In [1]:
# Dependencies
import tweepy
import json
import numpy as np
from config import consumer_key, consumer_secret, access_token, access_token_secret
from datetime import datetime
import pandas as pd
from nltk.tokenize import word_tokenize
import re

In [2]:
# Import and Initialize Sentiment Analyzer
from vaderSentiment.vaderSentiment import SentimentIntensityAnalyzer
analyzer = SentimentIntensityAnalyzer()

In [3]:
# Twitter API Keys
consumer_key = consumer_key
consumer_secret = consumer_secret
access_token = access_token
access_token_secret = access_token_secret

In [4]:
# Setup Tweepy API Authentication
auth = tweepy.OAuthHandler(consumer_key, consumer_secret)
auth.set_access_token(access_token, access_token_secret)
api = tweepy.API(auth, parser=tweepy.parsers.JSONParser(), wait_on_rate_limit=True)

In [5]:
# Lists to hold sentiments
compound_list = []
positive_list = []
negative_list = []
neutral_list = []

#list to hold tweet data
tweet_text = []
tweet_times = []
unique_ids = []
tweet_user = []
tweet_handle = []
tweet_followers = []
tweet_language = []
tweet_search_keyword = []

# "Real Person" Filters
min_tweets = 5
max_tweets = 10000
max_followers = 2500
max_following = 2500
lang = "en"
ignore_user = ['melaniebower89a','oliverpaige625','victorblake392']


In [6]:
top_stocks = pd.read_csv("SP_100_Tickers.csv")

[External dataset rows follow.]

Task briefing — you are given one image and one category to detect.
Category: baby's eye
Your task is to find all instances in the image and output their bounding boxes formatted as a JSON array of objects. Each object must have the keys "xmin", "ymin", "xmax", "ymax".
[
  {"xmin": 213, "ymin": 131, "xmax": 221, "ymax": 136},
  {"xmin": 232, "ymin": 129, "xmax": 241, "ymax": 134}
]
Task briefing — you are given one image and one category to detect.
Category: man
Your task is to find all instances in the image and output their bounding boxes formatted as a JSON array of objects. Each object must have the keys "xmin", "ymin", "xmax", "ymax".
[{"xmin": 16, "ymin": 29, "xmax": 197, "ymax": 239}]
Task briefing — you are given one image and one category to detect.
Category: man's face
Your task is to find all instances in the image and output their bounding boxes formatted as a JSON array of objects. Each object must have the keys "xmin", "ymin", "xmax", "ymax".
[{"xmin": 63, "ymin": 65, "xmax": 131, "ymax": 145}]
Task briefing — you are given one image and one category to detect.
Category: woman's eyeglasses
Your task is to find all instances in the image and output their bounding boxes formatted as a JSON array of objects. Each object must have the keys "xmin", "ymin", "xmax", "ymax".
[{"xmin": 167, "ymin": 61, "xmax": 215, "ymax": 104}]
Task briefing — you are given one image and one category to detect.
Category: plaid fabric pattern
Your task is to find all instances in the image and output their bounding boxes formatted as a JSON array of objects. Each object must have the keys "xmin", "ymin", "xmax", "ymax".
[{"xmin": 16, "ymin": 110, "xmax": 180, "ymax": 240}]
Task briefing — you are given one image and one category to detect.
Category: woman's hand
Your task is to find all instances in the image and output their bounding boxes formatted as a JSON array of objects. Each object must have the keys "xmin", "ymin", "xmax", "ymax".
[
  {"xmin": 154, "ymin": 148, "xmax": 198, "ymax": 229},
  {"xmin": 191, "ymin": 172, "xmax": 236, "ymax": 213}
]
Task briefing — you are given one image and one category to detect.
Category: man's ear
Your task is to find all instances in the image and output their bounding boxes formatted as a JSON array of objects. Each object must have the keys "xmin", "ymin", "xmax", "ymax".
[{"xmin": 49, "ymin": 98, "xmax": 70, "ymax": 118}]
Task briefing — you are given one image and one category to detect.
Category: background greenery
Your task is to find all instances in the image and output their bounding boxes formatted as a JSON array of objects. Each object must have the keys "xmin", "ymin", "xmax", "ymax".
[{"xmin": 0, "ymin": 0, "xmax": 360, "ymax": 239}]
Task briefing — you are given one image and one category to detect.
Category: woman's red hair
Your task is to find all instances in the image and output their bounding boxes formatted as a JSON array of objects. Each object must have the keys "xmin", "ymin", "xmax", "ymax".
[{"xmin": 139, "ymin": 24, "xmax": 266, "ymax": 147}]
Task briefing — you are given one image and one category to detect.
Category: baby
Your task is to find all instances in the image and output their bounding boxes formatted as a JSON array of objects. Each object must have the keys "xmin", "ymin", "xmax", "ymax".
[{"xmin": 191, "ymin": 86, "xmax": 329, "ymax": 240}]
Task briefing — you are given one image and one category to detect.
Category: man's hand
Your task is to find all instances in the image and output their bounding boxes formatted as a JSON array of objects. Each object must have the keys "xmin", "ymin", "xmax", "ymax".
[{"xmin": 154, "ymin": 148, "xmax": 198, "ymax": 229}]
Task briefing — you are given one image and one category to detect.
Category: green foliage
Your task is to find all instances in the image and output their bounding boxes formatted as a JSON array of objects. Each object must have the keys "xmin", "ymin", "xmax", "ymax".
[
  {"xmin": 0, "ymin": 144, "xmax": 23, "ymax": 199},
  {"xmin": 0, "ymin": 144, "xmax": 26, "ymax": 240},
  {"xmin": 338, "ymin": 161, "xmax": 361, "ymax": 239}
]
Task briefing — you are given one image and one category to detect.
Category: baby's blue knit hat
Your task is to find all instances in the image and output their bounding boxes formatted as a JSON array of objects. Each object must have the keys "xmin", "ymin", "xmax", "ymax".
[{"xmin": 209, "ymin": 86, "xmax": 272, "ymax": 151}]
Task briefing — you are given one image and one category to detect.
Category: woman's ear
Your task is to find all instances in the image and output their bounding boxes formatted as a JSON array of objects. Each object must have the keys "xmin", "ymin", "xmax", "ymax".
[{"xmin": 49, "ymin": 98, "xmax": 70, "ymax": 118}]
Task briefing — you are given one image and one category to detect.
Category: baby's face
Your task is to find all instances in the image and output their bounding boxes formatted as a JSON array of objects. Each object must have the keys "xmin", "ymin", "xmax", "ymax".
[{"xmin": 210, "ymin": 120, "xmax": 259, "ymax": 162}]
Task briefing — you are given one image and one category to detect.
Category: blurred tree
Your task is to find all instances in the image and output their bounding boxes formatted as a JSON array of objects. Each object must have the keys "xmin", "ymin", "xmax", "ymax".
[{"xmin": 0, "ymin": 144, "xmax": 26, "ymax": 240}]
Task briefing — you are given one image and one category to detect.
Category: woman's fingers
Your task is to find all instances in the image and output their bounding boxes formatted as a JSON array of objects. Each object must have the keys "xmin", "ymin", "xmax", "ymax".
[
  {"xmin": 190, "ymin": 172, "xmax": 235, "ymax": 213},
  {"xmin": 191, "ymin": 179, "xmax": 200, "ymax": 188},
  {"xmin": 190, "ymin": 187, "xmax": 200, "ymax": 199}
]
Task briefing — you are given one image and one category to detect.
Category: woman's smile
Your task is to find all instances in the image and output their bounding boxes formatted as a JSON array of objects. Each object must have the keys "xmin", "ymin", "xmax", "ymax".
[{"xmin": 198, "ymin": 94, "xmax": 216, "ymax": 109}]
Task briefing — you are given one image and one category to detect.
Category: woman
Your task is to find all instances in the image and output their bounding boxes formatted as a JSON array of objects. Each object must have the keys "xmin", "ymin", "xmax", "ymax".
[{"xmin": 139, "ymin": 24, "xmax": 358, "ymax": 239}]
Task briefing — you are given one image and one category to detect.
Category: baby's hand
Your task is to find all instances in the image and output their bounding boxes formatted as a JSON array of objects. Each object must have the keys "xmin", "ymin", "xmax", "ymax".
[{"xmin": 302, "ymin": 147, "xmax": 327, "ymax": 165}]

stock_keywords_description = top_stocks["Name"].tolist()
stock_keywords_symbol = top_stocks["Symbol"].tolist()

stock_keywords = stock_keywords_description


In [7]:
#loop through keywords
for keyword in stock_keywords:
    
    #put tweeter searches in list
    public_tweets = api.search(keyword,count = 100)
    
    
    # Loop through all tweets
    for tweet in public_tweets["statuses"]:
        
        #Use filters to check if user meets conditions
        if (tweet["user"]["followers_count"] < max_followers and
            tweet["user"]["statuses_count"] > min_tweets and
            tweet["user"]["statuses_count"] < max_tweets and
            tweet["user"]["friends_count"] < max_following and
            tweet["user"]["lang"] == lang and not tweet['retweeted'] and 
            'RT @' not in tweet['text'] and 'Binance' not in tweet['text'] and
            tweet["user"]["screen_name"] not in ignore_user):
                        
            tweet_id = tweet["id"]
            
            # if Id is unique tweet data will be added
            if tweet_id not in unique_ids:
                
                unique_ids.append(tweet_id)
            
                tweet_search_keyword.append(keyword)
                tweet_text.append(tweet["text"])
                tweet_user.append(tweet["user"]["name"])
                tweet_handle.append(tweet["user"]["screen_name"])
                tweet_followers.append(tweet["user"]["followers_count"])
                tweet_language.append(tweet["user"]["lang"])
                tweet_times.append(tweet["created_at"])

                # Run Vader Analysis on each tweet and add to lists
                compound = analyzer.polarity_scores(tweet["text"])["compound"]
                compound_list.append(compound)

                pos = analyzer.polarity_scores(tweet["text"])["pos"]
                positive_list.append(pos)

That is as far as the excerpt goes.